"There is something for these compounds that are being made, and they do, I think, have a very interesting future - both in the explosives area and potentially in the pharmaceutical area." -Philip P. Eaton.-
Although many physical properties of cubane have been measured, until about ten years ago cubane was considered just a laboratory curiosity of interest only to academics. Recently, however, the possible applications in industry, materials science and medicine have come to light. The fields of interest can be divided into the following categories:
First we shall consider the incredible explosive power of the cubane skeleton, and how this can be extended.
Research on cubane explosives by Army and Army-contract scientists has sparked an unusual series of collaborations among military, academic, and industrial researches on the use of combinational chemistry and molecular modelling.
Cubane's potential as a source of high-energy explosives was first recognised in the early 1980s when Gilbert of the U.S. Army Armament and Development Command (now ARDEC) pointed out that the properties of cubane could make certain cubane derivatives important explosives.
The "effectiveness" of an explosive is dependent on many things. The energetics of the decomposition reaction and the number of moles and molecular weight of the gaseous products are among the critical factors. Density is also crucial. The more moles of an explosive that can be packed into the limited volume of a shell, the better. Less obvious, but more important, the velocity of the propagation wave through an explosive, i.e., the rate of energy release, is proportional to its density squared.

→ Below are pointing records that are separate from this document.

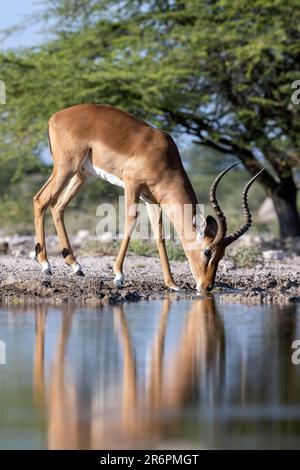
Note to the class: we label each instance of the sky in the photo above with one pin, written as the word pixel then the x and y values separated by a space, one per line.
pixel 14 11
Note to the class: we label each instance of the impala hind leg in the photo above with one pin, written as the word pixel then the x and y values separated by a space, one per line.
pixel 155 216
pixel 58 208
pixel 132 195
pixel 41 201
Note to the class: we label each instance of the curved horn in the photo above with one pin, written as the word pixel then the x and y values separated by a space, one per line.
pixel 247 214
pixel 221 219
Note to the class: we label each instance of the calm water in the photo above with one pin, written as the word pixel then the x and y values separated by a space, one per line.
pixel 159 374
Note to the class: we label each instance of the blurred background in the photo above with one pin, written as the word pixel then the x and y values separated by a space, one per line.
pixel 217 75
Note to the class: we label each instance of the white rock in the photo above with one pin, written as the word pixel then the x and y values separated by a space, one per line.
pixel 106 237
pixel 272 255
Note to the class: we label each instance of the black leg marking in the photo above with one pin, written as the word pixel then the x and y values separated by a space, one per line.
pixel 38 249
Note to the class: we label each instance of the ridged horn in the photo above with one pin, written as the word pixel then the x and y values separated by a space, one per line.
pixel 247 214
pixel 221 219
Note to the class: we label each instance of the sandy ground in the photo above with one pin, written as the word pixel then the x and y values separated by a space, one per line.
pixel 21 281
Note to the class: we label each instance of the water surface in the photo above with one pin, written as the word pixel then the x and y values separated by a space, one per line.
pixel 159 374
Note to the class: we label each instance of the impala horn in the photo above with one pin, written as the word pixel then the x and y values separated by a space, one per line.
pixel 247 214
pixel 221 219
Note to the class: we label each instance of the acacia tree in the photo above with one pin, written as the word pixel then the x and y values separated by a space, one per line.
pixel 216 69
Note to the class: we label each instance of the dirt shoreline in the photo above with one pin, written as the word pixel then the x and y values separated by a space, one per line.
pixel 22 282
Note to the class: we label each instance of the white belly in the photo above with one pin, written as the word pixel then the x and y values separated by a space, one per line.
pixel 94 170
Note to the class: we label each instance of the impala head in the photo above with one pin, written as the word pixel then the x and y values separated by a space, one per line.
pixel 215 239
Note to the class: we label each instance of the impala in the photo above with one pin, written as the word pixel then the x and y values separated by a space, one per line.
pixel 104 141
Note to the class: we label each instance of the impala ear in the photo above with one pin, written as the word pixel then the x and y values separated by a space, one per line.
pixel 211 227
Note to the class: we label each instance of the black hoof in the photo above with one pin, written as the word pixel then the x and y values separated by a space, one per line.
pixel 79 273
pixel 47 272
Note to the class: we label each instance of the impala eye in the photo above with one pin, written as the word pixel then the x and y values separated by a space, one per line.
pixel 207 253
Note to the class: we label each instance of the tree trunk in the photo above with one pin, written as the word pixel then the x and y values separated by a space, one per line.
pixel 285 204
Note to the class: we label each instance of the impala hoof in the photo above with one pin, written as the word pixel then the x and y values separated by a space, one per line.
pixel 47 272
pixel 46 268
pixel 119 280
pixel 79 273
pixel 174 288
pixel 77 269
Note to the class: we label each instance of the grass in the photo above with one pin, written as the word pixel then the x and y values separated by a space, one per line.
pixel 137 247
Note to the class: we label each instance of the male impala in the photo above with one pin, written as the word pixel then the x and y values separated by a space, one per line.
pixel 96 139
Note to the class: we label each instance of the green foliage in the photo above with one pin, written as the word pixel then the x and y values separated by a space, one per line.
pixel 246 257
pixel 219 70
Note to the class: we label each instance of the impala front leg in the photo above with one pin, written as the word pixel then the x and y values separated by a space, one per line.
pixel 155 216
pixel 132 195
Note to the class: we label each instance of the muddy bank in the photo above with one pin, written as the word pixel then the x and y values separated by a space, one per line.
pixel 21 281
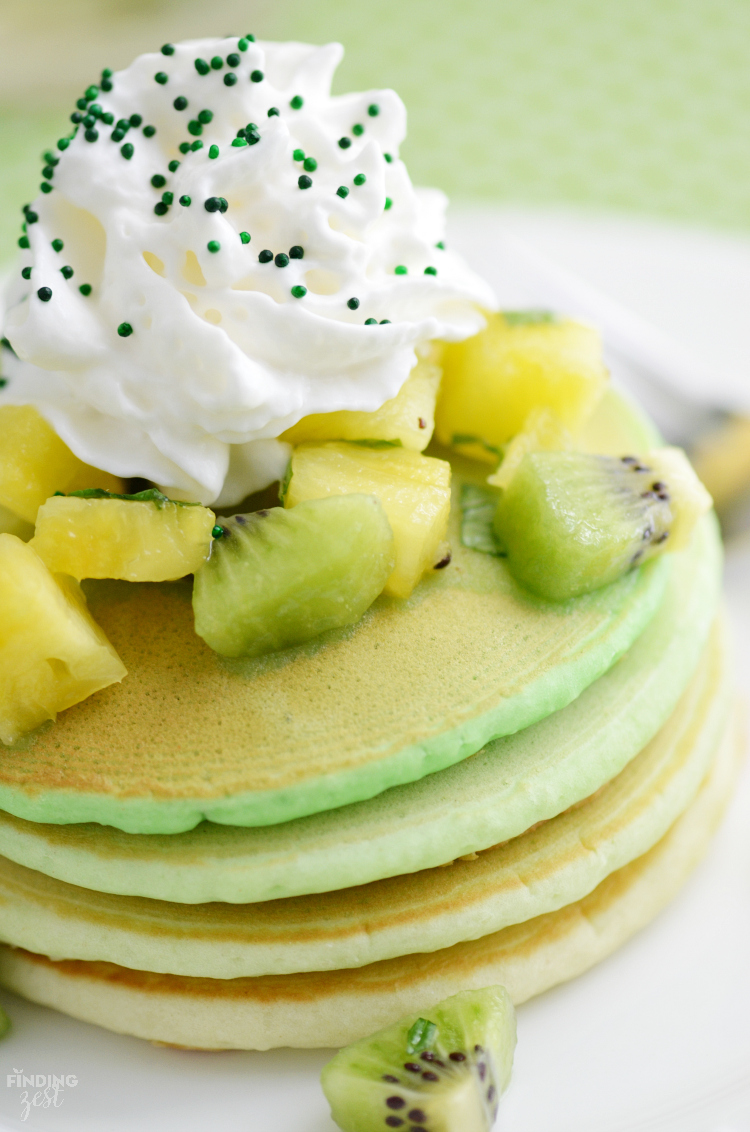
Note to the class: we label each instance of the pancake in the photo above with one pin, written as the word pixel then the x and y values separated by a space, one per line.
pixel 533 874
pixel 335 1008
pixel 414 687
pixel 491 797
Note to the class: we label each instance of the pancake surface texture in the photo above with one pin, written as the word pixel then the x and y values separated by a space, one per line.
pixel 491 797
pixel 536 873
pixel 414 687
pixel 332 1009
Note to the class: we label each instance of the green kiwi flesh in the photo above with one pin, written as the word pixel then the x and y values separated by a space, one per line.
pixel 278 577
pixel 441 1073
pixel 571 522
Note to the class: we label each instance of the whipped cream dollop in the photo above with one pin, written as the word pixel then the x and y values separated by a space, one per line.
pixel 221 249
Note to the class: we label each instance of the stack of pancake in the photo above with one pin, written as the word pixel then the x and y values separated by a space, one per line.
pixel 467 788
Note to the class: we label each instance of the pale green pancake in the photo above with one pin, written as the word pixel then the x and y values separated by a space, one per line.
pixel 491 797
pixel 416 686
pixel 335 1008
pixel 535 873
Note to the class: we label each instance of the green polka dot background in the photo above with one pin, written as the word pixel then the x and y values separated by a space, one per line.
pixel 618 104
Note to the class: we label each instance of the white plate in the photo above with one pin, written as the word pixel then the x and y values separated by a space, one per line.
pixel 655 1039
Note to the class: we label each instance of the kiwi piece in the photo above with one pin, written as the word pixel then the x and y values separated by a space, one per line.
pixel 281 576
pixel 572 522
pixel 442 1073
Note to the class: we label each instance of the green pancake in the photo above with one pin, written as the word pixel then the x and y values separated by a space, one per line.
pixel 536 873
pixel 319 1009
pixel 491 797
pixel 416 686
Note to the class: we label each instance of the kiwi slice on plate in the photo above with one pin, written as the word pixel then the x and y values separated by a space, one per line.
pixel 442 1073
pixel 571 522
pixel 278 577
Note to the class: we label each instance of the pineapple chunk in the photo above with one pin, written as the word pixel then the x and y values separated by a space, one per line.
pixel 413 489
pixel 35 463
pixel 52 653
pixel 492 382
pixel 137 540
pixel 541 432
pixel 407 418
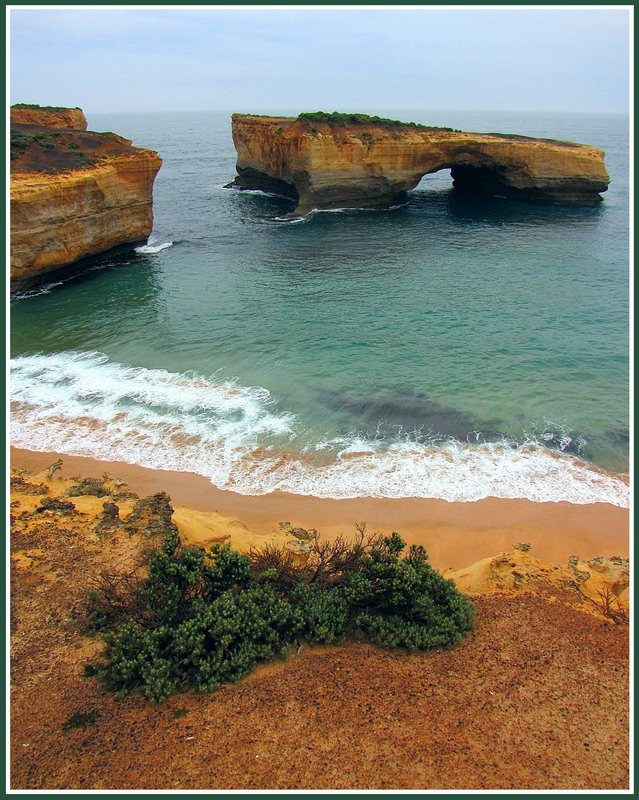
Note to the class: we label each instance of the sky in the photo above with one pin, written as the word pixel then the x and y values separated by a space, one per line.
pixel 275 60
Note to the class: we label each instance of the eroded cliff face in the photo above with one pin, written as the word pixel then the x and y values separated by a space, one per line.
pixel 75 194
pixel 372 165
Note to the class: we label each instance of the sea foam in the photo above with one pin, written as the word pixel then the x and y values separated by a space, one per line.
pixel 83 404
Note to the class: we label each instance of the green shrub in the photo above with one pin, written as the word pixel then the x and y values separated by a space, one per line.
pixel 93 487
pixel 202 619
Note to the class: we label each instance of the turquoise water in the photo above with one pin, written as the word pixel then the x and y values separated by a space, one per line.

Cubane is a kinetically stable compound, but a thermodynamic powerhouse (see properties). It is one of the most dense hydrocarbons known (1.29 g cm-3) - higher that almost all other hydrocarbons (for comparison, the density of adamantane is approximately 1.09 g cm-3). As molecular volume is (very roughly) a group additive property, highly nitrated cubanes can be predicted to be very dense - and hence to be very powerful explosives.
Gilbert's colleagues, Sandus and Alster at ARDEC provided theoretical support and estimated that octanitrocubane might be 20 - 25% more effective than HMX (see box below for details), the present-day standard and an important explosive produced and used in large quantity. Octanitrocubane is shown below. It is easy to see that the detonation of octanitrocubane would lead to an awesome amount of very hot gas.
HMX stands for High Melting eXplosive and is also known as octogen. Some information is given below:
DHc = -660.7 kcal / mol
DHf = 11.3 kcal / mol
r = 1.89 g cm-3
The introduction of a few nitro groups, as we have already seen (see Reactivity), is straightforward in certain cases. For example the transformation of cubanecarboxylic acids to the corresponding amines via Curtius rearrangement, followed by oxidation. This method fails for cubanes with adjacent carboxylic acid groups. Although the corresponding vicinal diamines can be made and are relatively stable compounds, ring cleavage reactions intervene during the oxidation to a 1,2-dinitrocubane. This destroys the cubane system entirely. This methodology has been used to prepare 1,3,5-trinitrocubane and 1,3,5,7-tetranitrocubane, shown below:
However, as all more highly nitrated cubanes necessarily have nitro groups on adjacent carbons none can be made without an alternative methodology. This is presented below.
The key to the problem was in the development of photochemical functionalization of cubanes, pioneered by A. Bashir-Hashemi and Jianchang Li at ARDEC in 1992. Fifty years ago, Kharasch and Brown reported the photochemical reaction of cyclohexane with oxalyl chloride to give cyclohexane carboxylic acid. This little known reaction has had limited synthetic application since rearrangements of the radical intermediates result in lower yields of the desired products. By virtue of the cubane geometry, the cubylradical (below) is an exception.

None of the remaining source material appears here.